Oiticica: o começo da esperança, mas não o fim do caminho

Confira o artigo de Vagner Araújo nesta terça-feira 25
Vagner Araújo
25/03/2025 | 06:15

A Barragem de Oiticica, inaugurada agora no sertão do Seridó, é uma grande conquista. Água represada, sonho antigo realizado. É o tipo de obra que enche os olhos: um “mar de água doce” onde antes só se via o chão rachado de sol. Mas isso é pra ser só o começo.

Afinal, “água parada não mata sede”. De que adianta tanta água represada se ela não chegar na torneira de quem precisa, no bebedouro do rebanho ou no chão da roça para germinar semente? A barragem é importante, sim senhor, mas não resolve tudo sozinha.

Barragem de Oiticica. Foto: Reprodução/Instagram.
Barragem de Oiticica. Foto: Reprodução/Instagram.

O que transforma de verdade a vida do sertanejo é a água correndo nos canos, fluindo nos canais, molhando o solo, dando força à lavoura, criando fartura no campo. Depois da barragem feita, não podemos relaxar. É preciso agora levar essa água até as casas, até os currais, até os lotes de terra onde o agricultor pode plantar feijão, milho, arroz, criar cabra, vaca, galinha. Isso sim é desenvolvimento.

Oiticica foi pensada para abastecer milhares de famílias e dar segurança hídrica à região. Mas se os governos não derem o próximo passo – com projetos de irrigação, capacitação dos agricultores, sistemas de distribuição e apoio à produção – tudo pode virar só concreto cinza em volta de um espelho d’água.

Queremos vislumbrar mais do que o azul da água ou o cinza do concreto na barragem.
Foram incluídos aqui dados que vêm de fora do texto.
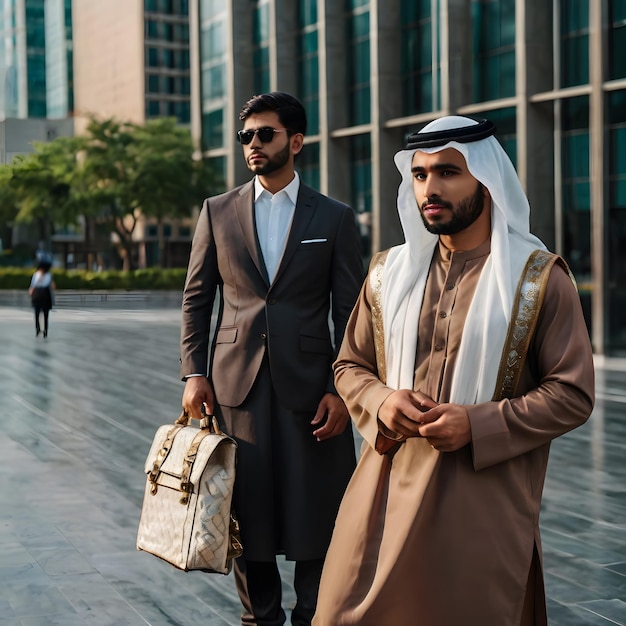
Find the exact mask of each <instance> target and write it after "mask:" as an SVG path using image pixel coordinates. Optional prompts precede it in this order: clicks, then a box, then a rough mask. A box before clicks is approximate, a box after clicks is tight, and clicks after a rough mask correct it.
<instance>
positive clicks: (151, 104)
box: [146, 100, 161, 118]
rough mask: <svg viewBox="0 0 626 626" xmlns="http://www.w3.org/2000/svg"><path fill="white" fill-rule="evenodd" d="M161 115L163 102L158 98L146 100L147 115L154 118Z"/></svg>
mask: <svg viewBox="0 0 626 626" xmlns="http://www.w3.org/2000/svg"><path fill="white" fill-rule="evenodd" d="M160 115H161V103H160V102H159V101H158V100H146V117H147V118H153V117H159V116H160Z"/></svg>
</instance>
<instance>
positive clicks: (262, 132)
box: [237, 126, 289, 146]
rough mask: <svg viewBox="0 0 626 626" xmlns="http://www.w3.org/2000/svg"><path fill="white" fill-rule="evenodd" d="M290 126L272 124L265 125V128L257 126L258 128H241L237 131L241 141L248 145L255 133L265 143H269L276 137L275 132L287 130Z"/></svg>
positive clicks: (283, 131) (245, 145)
mask: <svg viewBox="0 0 626 626" xmlns="http://www.w3.org/2000/svg"><path fill="white" fill-rule="evenodd" d="M288 130H289V129H288V128H272V127H271V126H264V127H263V128H257V129H256V130H239V131H237V137H238V138H239V143H240V144H242V145H244V146H247V145H248V144H249V143H250V142H251V141H252V139H253V137H254V136H255V135H258V136H259V139H260V140H261V141H262V142H263V143H269V142H270V141H272V139H274V133H282V132H287V131H288Z"/></svg>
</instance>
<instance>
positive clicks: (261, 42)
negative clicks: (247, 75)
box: [253, 0, 271, 93]
mask: <svg viewBox="0 0 626 626" xmlns="http://www.w3.org/2000/svg"><path fill="white" fill-rule="evenodd" d="M253 41H254V47H253V62H254V89H255V93H266V92H268V91H270V82H271V81H270V48H269V46H270V5H269V2H268V0H258V2H257V6H256V9H255V11H254V31H253Z"/></svg>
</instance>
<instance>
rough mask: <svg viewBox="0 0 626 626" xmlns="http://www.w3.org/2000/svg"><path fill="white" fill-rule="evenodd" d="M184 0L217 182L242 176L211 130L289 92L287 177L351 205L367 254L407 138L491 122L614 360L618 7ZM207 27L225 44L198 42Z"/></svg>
mask: <svg viewBox="0 0 626 626" xmlns="http://www.w3.org/2000/svg"><path fill="white" fill-rule="evenodd" d="M196 2H198V4H199V6H200V11H199V13H200V16H201V17H200V23H199V25H198V31H199V32H200V37H199V39H200V46H201V50H200V58H201V68H200V70H199V71H198V76H200V81H201V89H200V90H199V92H200V93H201V96H200V97H201V102H200V103H199V106H200V109H201V112H202V115H201V116H199V119H201V121H200V122H198V128H196V129H195V131H194V132H195V135H196V136H198V137H200V136H201V137H202V139H203V144H204V147H205V149H206V151H207V154H208V156H209V157H211V158H216V159H223V163H224V169H223V171H224V175H225V183H226V185H227V186H228V187H232V186H234V185H235V184H238V183H242V182H244V181H245V180H248V179H249V177H250V173H249V171H248V170H247V168H246V167H245V163H242V159H241V149H240V146H239V145H238V144H237V143H236V141H235V138H234V136H233V137H231V136H224V128H230V129H236V128H237V127H238V125H239V122H238V119H237V118H238V113H239V110H240V108H241V106H242V104H243V103H244V102H245V101H246V100H247V99H248V98H249V97H250V96H252V95H253V94H254V93H258V92H261V91H269V90H282V91H288V92H291V93H294V94H295V95H297V96H298V97H299V98H300V99H301V100H302V102H303V103H305V105H306V107H307V110H308V115H309V120H310V128H309V133H308V137H307V141H306V144H305V148H304V151H303V153H302V154H301V156H300V157H299V158H298V160H297V167H298V168H299V170H300V173H301V176H302V180H303V181H304V182H306V183H307V184H310V185H312V186H314V187H317V188H319V189H320V190H321V191H322V192H324V193H328V194H330V195H332V196H334V197H337V198H338V199H340V200H342V201H344V202H348V203H350V204H351V205H352V206H353V207H354V209H355V211H356V213H357V217H358V219H359V224H360V227H361V234H362V240H363V253H364V256H365V257H368V256H369V255H371V253H373V252H376V251H378V250H381V249H384V248H387V247H389V246H391V245H394V244H396V243H398V242H400V241H401V240H402V232H401V228H400V227H399V223H398V219H397V214H396V209H395V206H396V193H397V185H398V182H399V177H398V173H397V171H396V170H395V166H394V165H393V155H394V153H395V152H396V151H397V150H398V149H399V148H400V147H401V146H402V145H403V142H404V140H405V137H406V133H407V132H410V131H412V130H415V129H417V128H420V127H421V126H423V125H424V124H425V123H426V122H428V121H430V120H431V119H433V118H434V117H438V116H440V115H448V114H460V115H469V116H471V117H475V118H480V117H487V118H489V119H492V120H493V121H494V122H495V123H496V126H497V128H498V132H497V138H498V140H499V141H500V142H501V144H502V145H503V147H504V149H505V150H506V152H507V154H508V155H509V156H510V158H511V160H512V161H513V163H514V165H515V166H516V168H517V170H518V173H519V175H520V180H521V181H522V184H523V186H524V188H525V190H526V192H527V195H528V197H529V200H530V204H531V224H532V229H533V231H534V232H535V233H536V234H537V235H538V236H539V237H540V238H542V239H543V240H544V241H545V242H546V244H547V245H548V247H549V248H550V249H552V250H554V251H556V252H558V253H559V254H561V255H563V257H564V258H565V260H566V261H567V262H568V263H569V265H570V267H571V268H572V271H573V272H574V275H575V277H576V279H577V282H578V285H579V290H580V294H581V299H582V301H583V305H584V310H585V315H586V317H587V322H588V327H589V329H590V332H591V334H592V341H593V344H594V349H595V350H596V351H597V352H600V353H619V352H623V353H624V354H626V287H624V285H626V255H624V254H623V250H624V249H625V248H626V147H625V146H626V113H625V111H626V2H624V0H603V1H602V2H599V1H598V2H596V1H595V0H457V1H455V2H443V1H442V0H412V1H409V0H385V1H384V2H383V1H382V0H338V1H337V2H330V1H329V0H326V1H322V0H230V2H228V3H224V2H219V1H218V0H196ZM207 7H211V10H209V8H207ZM211 11H213V13H211ZM217 14H219V15H220V16H221V17H219V18H217V17H215V16H216V15H217ZM210 15H211V16H212V17H209V16H210ZM216 19H224V20H225V24H228V25H229V26H228V28H230V29H231V30H232V35H231V32H226V30H224V31H223V32H222V31H220V30H219V28H217V29H214V30H211V31H210V34H209V28H213V27H212V26H211V20H216ZM518 20H521V21H522V22H521V23H518ZM229 58H232V59H234V63H233V66H232V76H231V75H229V72H230V69H229V66H227V65H226V62H225V59H229ZM229 132H231V131H229ZM620 253H621V254H620Z"/></svg>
A foto necessária é da imensidão verde do milho crescido, do feijão florando, do capim verdinho cobrindo toda a região. A imagem que esperamos ver é do sertão com roça irrigada, gado gordo e feira cheia.
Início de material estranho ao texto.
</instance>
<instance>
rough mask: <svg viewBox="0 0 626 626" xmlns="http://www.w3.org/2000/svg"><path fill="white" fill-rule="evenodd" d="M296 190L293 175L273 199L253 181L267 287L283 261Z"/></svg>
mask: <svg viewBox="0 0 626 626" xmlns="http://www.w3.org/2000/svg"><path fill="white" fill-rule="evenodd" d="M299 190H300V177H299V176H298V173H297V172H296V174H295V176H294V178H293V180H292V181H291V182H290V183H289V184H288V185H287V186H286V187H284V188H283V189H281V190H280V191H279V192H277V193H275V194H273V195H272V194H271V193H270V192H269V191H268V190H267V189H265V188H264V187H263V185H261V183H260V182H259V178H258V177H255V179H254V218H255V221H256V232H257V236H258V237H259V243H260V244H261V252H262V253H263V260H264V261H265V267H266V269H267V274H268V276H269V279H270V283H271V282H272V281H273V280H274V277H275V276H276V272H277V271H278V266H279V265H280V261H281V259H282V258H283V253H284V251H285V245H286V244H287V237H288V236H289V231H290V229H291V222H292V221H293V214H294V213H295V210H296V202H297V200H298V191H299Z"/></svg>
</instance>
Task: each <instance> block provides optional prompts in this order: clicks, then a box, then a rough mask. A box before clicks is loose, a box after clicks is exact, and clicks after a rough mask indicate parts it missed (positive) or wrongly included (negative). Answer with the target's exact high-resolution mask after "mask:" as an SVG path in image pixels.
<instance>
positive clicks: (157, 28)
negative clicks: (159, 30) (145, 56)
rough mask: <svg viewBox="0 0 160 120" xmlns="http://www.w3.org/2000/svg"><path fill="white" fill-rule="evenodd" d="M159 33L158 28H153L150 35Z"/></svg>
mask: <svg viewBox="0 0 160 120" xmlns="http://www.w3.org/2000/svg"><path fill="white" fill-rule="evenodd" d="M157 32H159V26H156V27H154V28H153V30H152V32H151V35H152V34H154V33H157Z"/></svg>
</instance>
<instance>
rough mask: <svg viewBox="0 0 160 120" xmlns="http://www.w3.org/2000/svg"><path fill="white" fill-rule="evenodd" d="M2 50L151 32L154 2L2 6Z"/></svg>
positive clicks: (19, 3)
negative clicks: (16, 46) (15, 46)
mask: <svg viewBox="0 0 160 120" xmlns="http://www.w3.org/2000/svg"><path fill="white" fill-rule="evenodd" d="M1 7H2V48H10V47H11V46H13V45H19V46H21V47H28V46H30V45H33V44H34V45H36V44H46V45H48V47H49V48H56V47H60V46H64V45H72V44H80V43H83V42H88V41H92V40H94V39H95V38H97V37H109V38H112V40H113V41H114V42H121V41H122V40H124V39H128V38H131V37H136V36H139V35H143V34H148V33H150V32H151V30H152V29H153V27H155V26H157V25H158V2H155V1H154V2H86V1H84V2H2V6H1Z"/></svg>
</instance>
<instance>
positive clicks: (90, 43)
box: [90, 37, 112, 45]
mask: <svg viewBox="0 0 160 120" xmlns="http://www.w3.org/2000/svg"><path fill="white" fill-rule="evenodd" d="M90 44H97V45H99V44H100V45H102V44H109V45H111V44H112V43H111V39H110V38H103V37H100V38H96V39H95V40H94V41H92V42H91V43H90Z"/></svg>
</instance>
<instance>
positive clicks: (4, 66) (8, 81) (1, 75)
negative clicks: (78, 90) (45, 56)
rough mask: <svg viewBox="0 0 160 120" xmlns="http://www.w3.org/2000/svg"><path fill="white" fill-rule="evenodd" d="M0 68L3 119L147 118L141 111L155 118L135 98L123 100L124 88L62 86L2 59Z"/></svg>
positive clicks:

Como já dizia Patativa do Assaré, “se a seca é uma sentença, a água é redenção”. Mas a redenção só vem quando a água se transforma em vida – e vida só acontece quando tem produção, comida na mesa, renda no bolso e dignidade no campo.

Ressalte-se que essa obra foi resultado de rara união de esforços no RN. No governo Wilma, do qual fui secretário de Planejamento e Finanças, o projeto foi reestruturado, licenciado e incluído no PAC. Ali começou-se a abrir caminho para o que hoje está de pé.

Muito bom que Oiticica foi concluída. Mas que venha agora o segundo tempo dessa jornada: o tempo de fazer a água servir, produzir e transformar. Porque no Nordeste, quando a água corre certa, a vida floresce. E aí sim, o sertão deixa de ser promessa e vira futuro.